In the audio section of the work, these ideas are further examined in a text written by Nora Khan. It is audible in the exhibition space via ultrasonic speakers as a speculative user manual/epic poem that provides clues to the various ways that the objects contained in the installation could be used or interpreted.
This is the first time you are participating in the Biennale of Sydney. What are your expectations?
T.A.L.: It was great to be able to explore Mami Kataoka’s curatorial touch throughout the exhibition. There are many underlying currents that reward closer inspection and reveal subtle connections in the works.
Eija-Liisa, for you this is your second time participating in the Biennale of Sidney. In 2002 your work was about the non-rational in the ordinary lives of teenagers and single mothers; today you speak about the potential for love and empathy. What has changed (or remained the same) in your point of view as an artist over the years?
Eija-Liisa Ahtila: Yes, in 2002 the work was If 6 was 9, a three-screen-installation which dealt with teenage girls and sexuality. I have continued working with moving images, but a gradual shift has occurred during these years from human-centred dramas towards a more ecologically oriented narration. Before Potentiality for Love, showing now in Sydney, I did a four-screen installation called Studies on the Ecology of Drama. It looks at the possibilities for moving away from anthropocentrism and finding other means and perspectives to show the world through moving images.
How would you assess the potential for love nowadays?

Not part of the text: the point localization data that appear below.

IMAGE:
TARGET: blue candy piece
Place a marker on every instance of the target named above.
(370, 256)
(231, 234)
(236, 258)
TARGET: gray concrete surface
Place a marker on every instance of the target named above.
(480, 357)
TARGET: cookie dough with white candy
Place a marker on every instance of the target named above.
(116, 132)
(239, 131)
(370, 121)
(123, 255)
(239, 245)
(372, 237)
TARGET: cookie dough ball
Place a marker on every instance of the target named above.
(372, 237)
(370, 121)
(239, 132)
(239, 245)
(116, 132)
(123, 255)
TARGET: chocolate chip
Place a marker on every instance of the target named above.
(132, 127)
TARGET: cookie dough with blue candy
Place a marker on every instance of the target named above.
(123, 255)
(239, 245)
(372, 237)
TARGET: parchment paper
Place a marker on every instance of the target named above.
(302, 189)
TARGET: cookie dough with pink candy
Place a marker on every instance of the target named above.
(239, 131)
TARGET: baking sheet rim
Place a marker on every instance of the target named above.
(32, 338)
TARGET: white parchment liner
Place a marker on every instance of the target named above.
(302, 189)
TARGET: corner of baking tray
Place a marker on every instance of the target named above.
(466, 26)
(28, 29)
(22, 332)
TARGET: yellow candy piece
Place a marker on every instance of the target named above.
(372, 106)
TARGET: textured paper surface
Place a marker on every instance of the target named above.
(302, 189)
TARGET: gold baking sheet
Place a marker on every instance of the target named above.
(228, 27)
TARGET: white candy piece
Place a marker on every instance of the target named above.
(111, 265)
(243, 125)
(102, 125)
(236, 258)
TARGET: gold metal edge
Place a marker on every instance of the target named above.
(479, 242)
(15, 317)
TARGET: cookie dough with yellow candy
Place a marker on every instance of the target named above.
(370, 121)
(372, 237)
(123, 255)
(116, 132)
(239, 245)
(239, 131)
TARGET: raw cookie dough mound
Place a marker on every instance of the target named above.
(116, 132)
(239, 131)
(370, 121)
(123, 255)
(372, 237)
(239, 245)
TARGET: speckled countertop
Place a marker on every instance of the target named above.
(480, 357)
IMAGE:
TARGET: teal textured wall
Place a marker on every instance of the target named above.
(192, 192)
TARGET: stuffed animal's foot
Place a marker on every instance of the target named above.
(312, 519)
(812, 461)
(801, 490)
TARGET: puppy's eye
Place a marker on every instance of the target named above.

E.L.A.: In a way, that kind of question pushed me to work with the theme. I was writing a script for another piece, and time and again returned to the problem of how to justify the turn towards other living beings. Can such things as empathy, respect and equality be felt towards non-humans? If so, what can they be based on? What is it in us humans that makes us capable of basing our action on those concepts? At what point does love enter our lives and what kind of a shape does it take? How does it exist as an element in our concept of humans?
These questions formed the starting point for the work. One of the first things I used to approach the idea was the concept of potentiality, which has a long history in Western philosophy. To put it short, I turned to Giorgio Agamben and his beautiful text, On Potentiality.
A straight answer to your question would be that I don’t know. But I did approach it with the work and tried to find the means to present this faculty that may lie hidden, but exists as potentiality.
In the piece Potentiality for Love, you use sculpture and moving image technology to focus attention on the point where love is born. How did you come to a decision that this combination of installation elements would precisely mirror the essence of your conception?
E.L.A.: I had decided to make an installation that would suggest a way to look at the topic. I built it gradually, piece by piece, and assigned a function to each piece.
The first part was to give form to a memory of the primal unity with mother, then separation and becoming a subject. I thought of the memory consisting of both something material as well as an image. This led me to those old-fashioned LED modules which, when one looks at them from a distance, form an image, and then when one stands close to them, one experienced the huge material structure which the modules form.
I thought this would correspond to the memory of mother: first, the vision of her, and then, when you are in her lap as a child, the memory of her materiality.
The second part of the installation is made up of two tables with monitors which present the arms of another primate, a chimpanzee. One can do an experiment with the table to kind of visually replace one’s own hand with that of the chimp. This, I thought, would be a way to approach the inevitable question in this context, that is, the question of the difference. Who we are, and what is the origin of the others?
The third part in the installation is a video projection on a wall which shows the chimp sitting in a doorway and looking away to another space, then turning to us a couple of times – to the space where the viewers are.